Figure 1: FCC Feed System

The FCC Unit had been shut down prior to the incident for a major unit turnaround. All of the equipment had been opened for inspection and so that repairs could be made. After the unit had been restarted large swings in pressure were observed approximately every 3 hours. These pressure swings were impacting the cracking of oil in the reactor and causing swings in the downstream fractionation section that was making it difficult to keep the unit products meeting appropriate specifications. These pressure swings were also limiting the unit throughput because the swings were causing the unit to operate close to automatic safety trip points that would shut the unit down.

  • Data was collected around the problem so that it could be analyzed and possible solutions found. Some of the data that was collected included:
  • Although the pressure was swinging at all points in the feed system, it was most pronounced just upstream and downstream of the fired heater.
  • Unit Operators reported that they had seen similar upsets in the past when there was liquid water in the feed to the unit. Liquid water in the feed would vaporize downstream of the feed heater and cause swings in the feed system pressure.
  • Operators in the tank farm reported that they did not see any liquid water in the feed tanks, and were checking often to ensure that any accumulated water was drained.
  • Samples were taken at the feed pumps before, during, and after the reported pressure swings – no free water was identified in the samples and the physical properties (gravity, distillation) for those samples were the same for all samples.
  • The control systems for the unit feed and the dispersion steam were placed in manual and valve positions checked in the field. It did not appear that control system issues were causing the swings in pressure.
  • The dispersion steam was checked and found to have high amounts of condensed water at low points. It appeared that the steam generator had some vapor/liquid separation issues and the steam therefore contained higher than usual condensed water. The identified low points in the steam system were continuously drained to ensure that water was not accumulating in the dispersion steam piping – but this did not resolve the problem.

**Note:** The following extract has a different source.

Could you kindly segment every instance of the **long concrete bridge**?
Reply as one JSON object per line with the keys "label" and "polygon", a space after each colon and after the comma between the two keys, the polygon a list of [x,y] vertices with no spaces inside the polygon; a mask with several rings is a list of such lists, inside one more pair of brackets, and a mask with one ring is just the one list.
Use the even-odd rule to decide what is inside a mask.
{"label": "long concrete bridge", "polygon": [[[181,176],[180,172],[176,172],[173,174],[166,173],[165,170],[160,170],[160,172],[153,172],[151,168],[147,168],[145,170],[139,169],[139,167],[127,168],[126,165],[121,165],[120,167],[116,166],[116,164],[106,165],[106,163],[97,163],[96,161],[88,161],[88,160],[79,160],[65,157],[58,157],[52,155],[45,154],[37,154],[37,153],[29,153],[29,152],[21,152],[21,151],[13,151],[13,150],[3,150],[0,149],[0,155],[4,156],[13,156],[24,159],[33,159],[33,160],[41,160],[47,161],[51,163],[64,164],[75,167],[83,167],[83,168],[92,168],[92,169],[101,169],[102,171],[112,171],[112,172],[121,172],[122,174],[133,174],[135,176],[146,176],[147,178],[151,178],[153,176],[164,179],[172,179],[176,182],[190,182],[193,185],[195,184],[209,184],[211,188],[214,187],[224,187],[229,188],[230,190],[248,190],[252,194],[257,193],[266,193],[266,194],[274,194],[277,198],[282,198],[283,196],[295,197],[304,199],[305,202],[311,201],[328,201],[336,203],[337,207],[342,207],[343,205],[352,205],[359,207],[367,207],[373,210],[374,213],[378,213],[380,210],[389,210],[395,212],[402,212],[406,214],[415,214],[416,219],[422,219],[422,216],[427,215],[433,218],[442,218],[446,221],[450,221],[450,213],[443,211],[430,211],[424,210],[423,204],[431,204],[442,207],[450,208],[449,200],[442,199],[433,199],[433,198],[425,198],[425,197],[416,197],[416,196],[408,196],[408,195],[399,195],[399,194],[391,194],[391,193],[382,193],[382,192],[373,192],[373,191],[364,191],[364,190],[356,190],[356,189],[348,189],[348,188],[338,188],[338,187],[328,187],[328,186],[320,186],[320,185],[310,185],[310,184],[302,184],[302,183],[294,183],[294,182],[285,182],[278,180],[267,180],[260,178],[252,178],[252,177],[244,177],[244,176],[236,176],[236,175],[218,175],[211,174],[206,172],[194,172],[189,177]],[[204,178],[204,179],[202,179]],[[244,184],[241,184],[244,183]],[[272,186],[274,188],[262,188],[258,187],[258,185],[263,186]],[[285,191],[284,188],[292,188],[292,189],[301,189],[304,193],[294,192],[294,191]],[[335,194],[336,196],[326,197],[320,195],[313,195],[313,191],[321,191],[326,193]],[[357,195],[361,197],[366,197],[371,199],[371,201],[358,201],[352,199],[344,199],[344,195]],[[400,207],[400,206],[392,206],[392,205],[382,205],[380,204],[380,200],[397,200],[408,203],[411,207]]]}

Based on the evidence collected and the similarities to previous upsets due to water, it appeared that liquid water in the feed was a potential source of the problem. The Process Engineer walked down the feed system to see if there were any additional locations where water could be entering the oil feed. At the feed heater control valves, he identified that there was a steam-out connection that was used during unit shutdown and in preparation for unit startup – steam was injected through the heater to remove any air from the system before introducing oil. The steam out connection included two block valves, and only one was closed.

The Process Engineer suggested closing the second block valve on the steam out connection, and the problem was resolved. The “wet” steam (from the steam separator issues) was causing liquid water to accumulate in the piping at the steam out connection to the oil feed. When the liquid head of water in the piping was high enough this water was able to leak through the single closed block valve and enter the feed stream, where the water vaporized and caused the pressure swings. This cycle would repeat as the water accumulated again in the steam out piping. Closing the second block valve provided positive isolation between the steam and oil systems to prevent the water from leaking into the feed.

Figure 2: FCC Feed Steam-Out Connection

As can be seen, the problem was identified and resolved through systematically collecting relevant data, discussing the issue with plant personnel, and reviewing the system in the field to find potential issues. In addition to fixing the problem with the feed system pressure swings, other issues were identified, including excessive condensate buildup in the steam piping. Additional steam traps were installed on this piping to try and prevent accumulation of water, and plans were made for the next turnaround to improve the steam separation in the steam generator.